Very rarely can you feel good about giving things up and getting much less for your money value than you should, but I honestly feel like that right now after a trip to GameStop to return some games for store credit. I traded in three games I'm not playing much right now - NBA 2K8, NCAA Football 08, and FIFA 08 - in exchange for $43 worth of in-store credit, which I turned into a brand new copy of Major League Baseball 2k8 and a scant $3 worth of a card.
In theory, selling games back to retailers makes sense. I had three sports games I didn't play much (and, in the case of NCAA 08, a game that was about to see its trade-in value nose-dive - its replacement NCAA 09 is due in a week, two max), the store gets to buy them back and re-sell them at a lower price then new, and it's a profit margin for the store. Makes sense, right?
The problem is the profit margins GameStop makes. They're obviously a very big company with many stores, but they're keeping themselves out of the recession, according to Forbes, by being in the second-hand market and making so much. In fact, from an article on Kotaku.com, GameStop is making 50 cents of pure profit on the dollar on their used sales. GameStop is raking in $650 million per year on used games.
I added to the 2008 totals tonight, even though my friend Nick and I got there just before the store was supposed to be closed - and even though the manager and the other goober clearly wanted to leave, badly.

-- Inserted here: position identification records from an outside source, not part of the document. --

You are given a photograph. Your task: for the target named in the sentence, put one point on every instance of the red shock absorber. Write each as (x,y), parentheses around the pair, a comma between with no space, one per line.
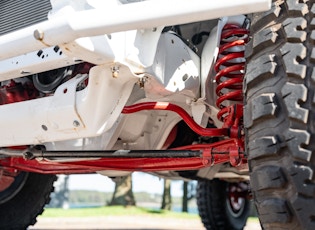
(230,68)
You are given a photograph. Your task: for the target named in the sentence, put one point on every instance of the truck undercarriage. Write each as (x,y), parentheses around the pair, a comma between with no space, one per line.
(181,89)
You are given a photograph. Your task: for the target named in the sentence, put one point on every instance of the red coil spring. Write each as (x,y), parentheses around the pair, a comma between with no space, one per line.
(230,67)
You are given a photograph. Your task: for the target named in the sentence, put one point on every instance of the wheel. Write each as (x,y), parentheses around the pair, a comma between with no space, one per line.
(279,114)
(223,205)
(22,197)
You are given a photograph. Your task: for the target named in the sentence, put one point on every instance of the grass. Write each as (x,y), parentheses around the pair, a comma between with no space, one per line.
(114,211)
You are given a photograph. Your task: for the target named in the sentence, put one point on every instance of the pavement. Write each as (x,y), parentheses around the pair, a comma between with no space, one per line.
(124,223)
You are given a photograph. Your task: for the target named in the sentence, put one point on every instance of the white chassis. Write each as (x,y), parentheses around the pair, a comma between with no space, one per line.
(124,40)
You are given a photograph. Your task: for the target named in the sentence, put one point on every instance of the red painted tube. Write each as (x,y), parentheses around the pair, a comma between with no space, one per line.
(181,112)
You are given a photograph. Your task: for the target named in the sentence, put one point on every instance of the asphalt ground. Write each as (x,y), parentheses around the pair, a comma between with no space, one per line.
(124,223)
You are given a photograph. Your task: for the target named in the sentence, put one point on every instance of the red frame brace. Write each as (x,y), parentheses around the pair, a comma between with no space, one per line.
(230,150)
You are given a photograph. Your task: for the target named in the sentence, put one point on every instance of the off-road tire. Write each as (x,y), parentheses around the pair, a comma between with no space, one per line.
(214,210)
(20,210)
(280,114)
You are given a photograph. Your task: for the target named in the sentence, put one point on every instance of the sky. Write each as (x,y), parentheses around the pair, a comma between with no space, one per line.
(142,182)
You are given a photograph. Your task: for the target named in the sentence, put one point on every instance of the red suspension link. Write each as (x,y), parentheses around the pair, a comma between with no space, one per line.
(181,112)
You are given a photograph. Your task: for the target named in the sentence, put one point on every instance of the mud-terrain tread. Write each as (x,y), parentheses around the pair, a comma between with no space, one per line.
(280,138)
(21,211)
(211,201)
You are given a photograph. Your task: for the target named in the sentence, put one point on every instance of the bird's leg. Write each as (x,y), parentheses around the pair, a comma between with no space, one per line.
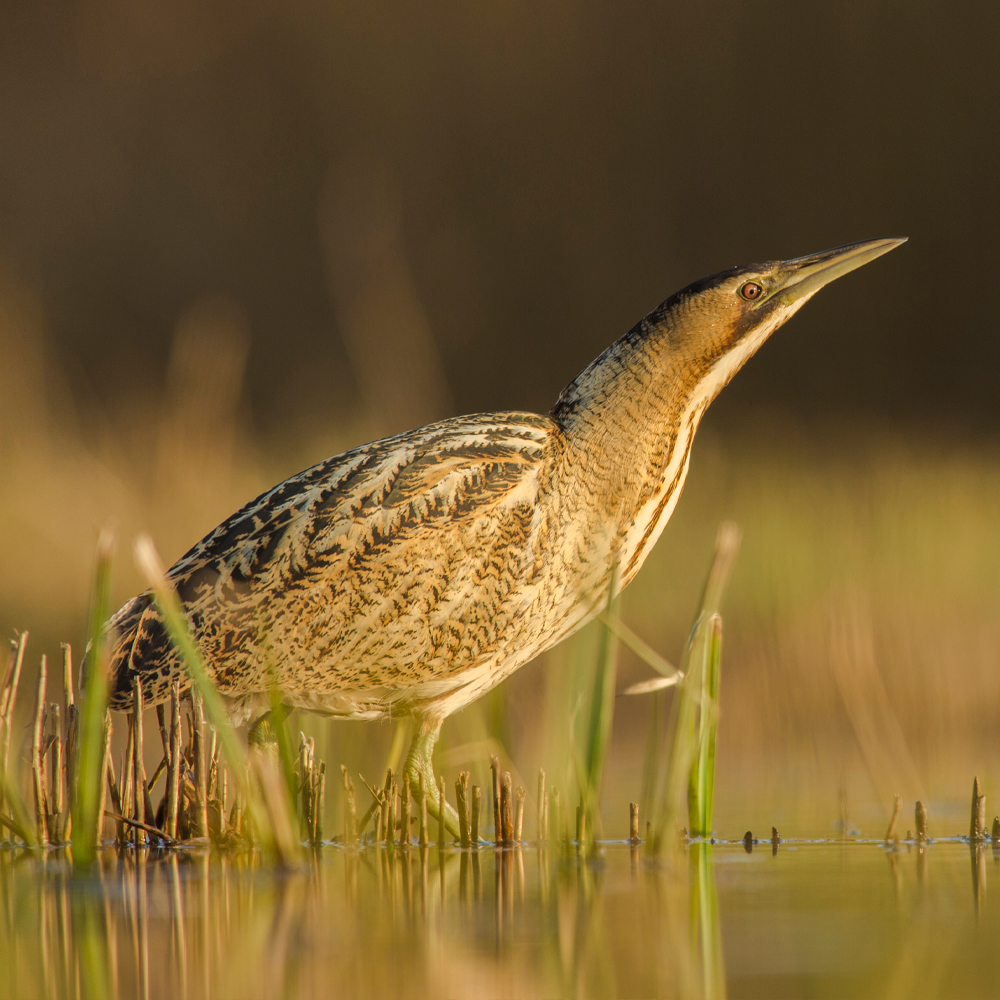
(419,761)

So how is this $650 million made? Simple: mark up the price on hot used games, and quite seriously low-ball gamers on their sales. Like, "here's some lube, you'll need it" low-ball on the amount of money you get back (oh, and if you want it in cash, that's a certain percentage less that you get. It's a fucking racket).

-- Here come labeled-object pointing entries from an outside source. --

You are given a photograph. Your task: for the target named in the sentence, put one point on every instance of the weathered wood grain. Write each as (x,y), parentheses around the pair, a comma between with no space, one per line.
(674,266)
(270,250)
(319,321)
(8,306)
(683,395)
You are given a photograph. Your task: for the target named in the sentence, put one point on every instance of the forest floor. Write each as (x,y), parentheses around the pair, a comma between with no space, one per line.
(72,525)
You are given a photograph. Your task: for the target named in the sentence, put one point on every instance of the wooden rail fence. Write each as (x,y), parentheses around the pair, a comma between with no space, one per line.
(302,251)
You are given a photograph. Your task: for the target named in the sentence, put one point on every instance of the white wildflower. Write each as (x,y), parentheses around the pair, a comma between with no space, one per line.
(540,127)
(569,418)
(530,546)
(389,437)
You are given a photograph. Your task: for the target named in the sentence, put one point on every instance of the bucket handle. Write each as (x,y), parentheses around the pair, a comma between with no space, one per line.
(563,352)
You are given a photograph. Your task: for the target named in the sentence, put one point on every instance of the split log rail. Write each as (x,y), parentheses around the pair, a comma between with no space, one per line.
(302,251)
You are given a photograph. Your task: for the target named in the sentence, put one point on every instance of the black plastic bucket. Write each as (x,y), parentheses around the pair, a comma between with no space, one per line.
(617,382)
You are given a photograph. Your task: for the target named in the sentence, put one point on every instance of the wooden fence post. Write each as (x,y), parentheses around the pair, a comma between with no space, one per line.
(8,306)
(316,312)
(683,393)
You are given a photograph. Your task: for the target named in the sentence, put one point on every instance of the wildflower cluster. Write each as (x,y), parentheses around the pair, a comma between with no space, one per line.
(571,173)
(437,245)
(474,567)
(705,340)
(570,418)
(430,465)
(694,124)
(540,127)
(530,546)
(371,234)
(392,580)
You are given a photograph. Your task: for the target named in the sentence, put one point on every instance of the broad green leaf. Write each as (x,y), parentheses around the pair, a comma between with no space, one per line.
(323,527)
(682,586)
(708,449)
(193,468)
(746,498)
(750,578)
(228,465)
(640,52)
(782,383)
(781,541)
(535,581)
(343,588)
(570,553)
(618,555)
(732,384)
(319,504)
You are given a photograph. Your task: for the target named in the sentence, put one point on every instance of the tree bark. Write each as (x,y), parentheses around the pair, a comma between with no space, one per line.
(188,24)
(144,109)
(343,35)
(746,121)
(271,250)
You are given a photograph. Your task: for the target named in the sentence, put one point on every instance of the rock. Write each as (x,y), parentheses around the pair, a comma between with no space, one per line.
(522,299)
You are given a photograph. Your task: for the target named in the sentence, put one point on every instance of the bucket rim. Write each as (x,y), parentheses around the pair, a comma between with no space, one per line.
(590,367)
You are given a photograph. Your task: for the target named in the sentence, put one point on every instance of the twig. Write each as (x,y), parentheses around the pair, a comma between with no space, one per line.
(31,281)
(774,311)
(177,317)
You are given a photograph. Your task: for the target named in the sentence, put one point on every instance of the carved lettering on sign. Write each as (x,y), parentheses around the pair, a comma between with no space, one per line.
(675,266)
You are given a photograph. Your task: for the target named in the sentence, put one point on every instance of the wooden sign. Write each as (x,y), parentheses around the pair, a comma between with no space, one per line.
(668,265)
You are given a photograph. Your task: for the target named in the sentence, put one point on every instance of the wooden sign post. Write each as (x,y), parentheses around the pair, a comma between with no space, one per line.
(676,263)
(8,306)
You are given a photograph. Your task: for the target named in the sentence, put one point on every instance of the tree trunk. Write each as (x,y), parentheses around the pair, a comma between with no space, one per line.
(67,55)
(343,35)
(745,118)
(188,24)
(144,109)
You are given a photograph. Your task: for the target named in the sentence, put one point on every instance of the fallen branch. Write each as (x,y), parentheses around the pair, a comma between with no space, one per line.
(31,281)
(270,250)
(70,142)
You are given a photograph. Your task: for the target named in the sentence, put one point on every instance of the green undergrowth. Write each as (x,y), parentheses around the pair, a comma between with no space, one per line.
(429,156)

Let's take my turn-ins for the night as an example. I received $43 for my efforts. I don't know the specific breakdown of how much money each was worth, but I do know that FIFA 08 was probably the most out of the three I got. I also got an extra $10 for turning in three "next-gen" (re: PS3, 360 or Wii) games, which is clearly another indication that three is the magic number. So, without bringing the De La Soul-style bonus, I got $33.
How much do these games retail for used from EB? According to EBGames.com (same parent company as GameStop), the PS3 version of NCAA 08 is $19.99 (no 360 version and the prices are usually the same), the 360 version of NBA 2k8 is $26.99, and the 360 version of FIFA 08 is $44.99.

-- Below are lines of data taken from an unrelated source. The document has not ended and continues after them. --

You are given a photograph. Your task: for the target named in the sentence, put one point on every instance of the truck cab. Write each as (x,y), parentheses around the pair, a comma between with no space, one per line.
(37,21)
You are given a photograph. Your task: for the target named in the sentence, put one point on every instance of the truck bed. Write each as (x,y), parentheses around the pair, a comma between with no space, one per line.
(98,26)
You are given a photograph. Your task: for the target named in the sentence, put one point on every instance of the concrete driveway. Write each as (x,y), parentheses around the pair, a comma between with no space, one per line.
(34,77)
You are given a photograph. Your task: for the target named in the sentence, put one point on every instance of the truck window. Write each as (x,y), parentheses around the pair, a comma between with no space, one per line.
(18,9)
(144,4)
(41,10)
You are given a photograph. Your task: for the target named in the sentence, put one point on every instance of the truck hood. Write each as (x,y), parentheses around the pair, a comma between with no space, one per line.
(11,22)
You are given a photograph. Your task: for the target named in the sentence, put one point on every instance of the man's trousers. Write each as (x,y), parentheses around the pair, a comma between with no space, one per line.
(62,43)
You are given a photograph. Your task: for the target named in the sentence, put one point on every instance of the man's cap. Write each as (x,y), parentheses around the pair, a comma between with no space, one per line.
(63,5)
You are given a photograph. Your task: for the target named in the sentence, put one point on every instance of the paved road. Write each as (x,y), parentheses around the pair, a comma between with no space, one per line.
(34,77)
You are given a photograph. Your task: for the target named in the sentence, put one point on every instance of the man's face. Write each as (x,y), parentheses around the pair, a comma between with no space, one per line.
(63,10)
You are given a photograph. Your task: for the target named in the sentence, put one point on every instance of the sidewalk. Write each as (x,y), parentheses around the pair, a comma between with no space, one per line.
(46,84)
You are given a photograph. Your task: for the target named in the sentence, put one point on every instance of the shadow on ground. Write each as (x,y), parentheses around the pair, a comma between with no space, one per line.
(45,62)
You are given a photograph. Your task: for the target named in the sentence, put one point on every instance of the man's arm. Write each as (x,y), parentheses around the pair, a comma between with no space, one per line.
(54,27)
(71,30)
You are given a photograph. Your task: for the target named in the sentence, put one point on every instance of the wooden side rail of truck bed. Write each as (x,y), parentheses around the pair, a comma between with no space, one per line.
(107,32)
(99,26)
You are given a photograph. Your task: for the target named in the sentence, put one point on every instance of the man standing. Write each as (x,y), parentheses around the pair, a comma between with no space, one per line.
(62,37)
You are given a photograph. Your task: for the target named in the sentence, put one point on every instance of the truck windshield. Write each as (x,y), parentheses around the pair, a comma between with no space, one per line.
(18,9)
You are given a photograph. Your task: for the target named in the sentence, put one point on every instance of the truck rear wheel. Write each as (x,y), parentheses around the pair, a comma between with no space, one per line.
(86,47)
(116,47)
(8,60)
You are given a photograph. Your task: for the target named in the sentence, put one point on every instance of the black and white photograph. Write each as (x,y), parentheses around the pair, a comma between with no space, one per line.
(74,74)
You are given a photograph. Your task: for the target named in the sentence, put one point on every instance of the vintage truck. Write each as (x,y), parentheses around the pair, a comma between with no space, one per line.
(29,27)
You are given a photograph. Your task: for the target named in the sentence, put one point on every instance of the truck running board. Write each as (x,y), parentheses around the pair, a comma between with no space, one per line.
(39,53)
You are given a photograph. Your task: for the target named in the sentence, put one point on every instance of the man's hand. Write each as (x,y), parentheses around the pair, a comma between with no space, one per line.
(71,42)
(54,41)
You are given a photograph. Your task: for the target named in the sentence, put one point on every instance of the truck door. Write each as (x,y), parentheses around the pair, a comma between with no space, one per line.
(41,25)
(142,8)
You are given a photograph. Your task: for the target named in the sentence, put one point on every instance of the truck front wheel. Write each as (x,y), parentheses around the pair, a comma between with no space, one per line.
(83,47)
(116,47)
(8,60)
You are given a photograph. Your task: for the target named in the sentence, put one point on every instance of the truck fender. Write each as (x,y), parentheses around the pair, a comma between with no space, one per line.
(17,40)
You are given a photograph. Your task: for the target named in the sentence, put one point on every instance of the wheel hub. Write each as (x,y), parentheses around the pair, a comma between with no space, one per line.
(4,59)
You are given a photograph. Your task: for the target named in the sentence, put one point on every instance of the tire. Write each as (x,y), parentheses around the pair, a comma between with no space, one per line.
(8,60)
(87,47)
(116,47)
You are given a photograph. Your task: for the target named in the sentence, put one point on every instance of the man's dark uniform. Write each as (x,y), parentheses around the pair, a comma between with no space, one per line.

GameStop paid me $43, including a $10 bonus, for games they will turn around and sell for a grand total of $91.
This, ladies and gentlemen, is how $650 million of profit is made. Somehow, I can still justify it - I mean, those games were just lying around, right? Might as well get something new - but I still feel horrible knowing that I am nothing but $.50 profit on the dollar to GameStop.